风雨来
幔帐落下,榻上交叠着两道身影。
被骤然丢在软褥上,崔黛归正惶然。
不妨眼前那人如玉山将倾,携了汹涌的怒意压下,她下意识就往旁边躲去。
“那麽想出去,连这点都不能忍受?”
顷刻之间,那人强按住她双手,修长的腿也抵在她身侧,锢得她动弹不得,空出另一只手却轻轻抚上她额上发丝。
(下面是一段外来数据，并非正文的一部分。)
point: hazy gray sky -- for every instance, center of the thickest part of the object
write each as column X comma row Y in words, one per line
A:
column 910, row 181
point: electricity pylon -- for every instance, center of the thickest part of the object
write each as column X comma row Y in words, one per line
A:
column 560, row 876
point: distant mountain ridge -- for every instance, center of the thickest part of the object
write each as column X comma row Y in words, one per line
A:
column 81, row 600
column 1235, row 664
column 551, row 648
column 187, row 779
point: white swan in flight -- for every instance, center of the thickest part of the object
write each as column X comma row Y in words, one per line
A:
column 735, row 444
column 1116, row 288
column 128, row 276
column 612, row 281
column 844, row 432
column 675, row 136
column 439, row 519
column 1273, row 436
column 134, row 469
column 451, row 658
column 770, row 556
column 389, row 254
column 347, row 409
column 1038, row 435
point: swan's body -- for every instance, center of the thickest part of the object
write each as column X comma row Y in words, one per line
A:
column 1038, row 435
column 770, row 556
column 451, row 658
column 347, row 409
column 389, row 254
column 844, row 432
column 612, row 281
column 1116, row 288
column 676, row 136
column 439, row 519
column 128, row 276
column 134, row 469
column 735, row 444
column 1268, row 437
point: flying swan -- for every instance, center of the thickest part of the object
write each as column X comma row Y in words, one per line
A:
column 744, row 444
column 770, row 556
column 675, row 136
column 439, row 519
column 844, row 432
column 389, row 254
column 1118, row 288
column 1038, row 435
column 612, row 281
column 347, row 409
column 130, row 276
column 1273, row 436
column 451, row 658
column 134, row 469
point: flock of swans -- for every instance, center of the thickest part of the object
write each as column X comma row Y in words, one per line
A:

崔黛归狼狈擡眸,奈何双手被焊在头顶,半分也挣脱不开。
她心中终于起了一丝慌乱。
玩物二字浮现心头,她急道:“顾晏,你竟要用强?”
“是又如何?”他眼底暗沉如夜,偏勾唇轻笑,“圣人不好做,小人却简单。”
话落,手在她脸上缓缓抚过,微凉的指尖点在唇上,渐渐用力。
下一刻,衣裳被解开,他身上带了水汽的袖袍拂过,凉意沁得崔黛归微微一颤。
这一颤,便颤了整夜。
窗外月光在声声啜泣中揉碎,烛火晃荡中抵死缠绵,清冷的嗓音不停唤着‘蛮蛮’,直至彻底嘶哑。
不知过了多久,崔黛归猛然睁眼。
屋内昏阖,红烛将尽。
她坐起身,怔怔望着旁边沉沉睡着的顾晏。
方才,她做了一个梦。
梦中一片死寂,她走在狭长甬道上,两边的宫墙不断往外渗着血,明明在漆黑中,却红得渗人。
脚下滑腻腻的,她走了许久,走不到尽头,也没有人声。
想回头,却怎麽也转不动脖子。
恐惧蔓延至每一寸肌肤,她僵硬着跑起来。
然後,脚下传来一股大力。
自血中飞速生出的藤蔓如茧般紧紧缠裹她整个身子,顷刻间开满碗口大艳丽的花。
“沙沙。”
一阵窸窸窣窣的细碎声响起,千万朵花瞬间裂出一张张人脸。
惨白模糊,看不清五官,只有嘴巴大张。
“荡丶妇。。。。。。”
“荡丶妇。。。。。。”
千万张人脸齐齐喊着,整条甬道上重复着恶鬼的低吟。
崔黛归心中狂跳,惊惧呐喊,却发不出半点声音。
直到一碗浓黑药汁凭空出现在面前,人脸齐齐睁眼,冷漠看着她。
“喝。。。。。。”
“喝。。。。。。”
声声催促中,散发腥臭的药汁也被无形的力量驱使着,挨上她的嘴唇。
“嘭!”
药汁灌进的那一刻,药碗砸落在宫墙上,一道白衣身影踩着满地的碎瓷片走来。
他手边同样端着一只暗淡的破碗,碗中香味飘来。
“还有这浑吞,想必是你爱吃的。”
淡漠话音入耳,她竟一瞬觉得嘴里发酸,下意识摇头拒绝。
那人似动怒,将碗一摔,狞笑一声:“既为玩物,便该尽玩物的本分!”
话音刚落,撕拉一声,她身上衣服顷刻间四分五裂,连带着那些缠了满身的人脸也被他撕下。
崔黛归被这股大力带着往前扑去,摔向地面时猛然惊醒。
“。。。。。。”
顾晏这厮,当真会撕衣服啊。
崔黛归垂眼看着自己身上所剩无几的布料,低叹一声。
看天色离天亮还有些时候,崔黛归正要缩回去睡个回笼觉,不想馀光瞥到顾晏脖颈。
那儿,一小块冷白的肌肤上,布上密密麻麻的掐痕,有几处甚至渗出血丝。
崔黛归摊出手,就着烛光看向自己的指甲。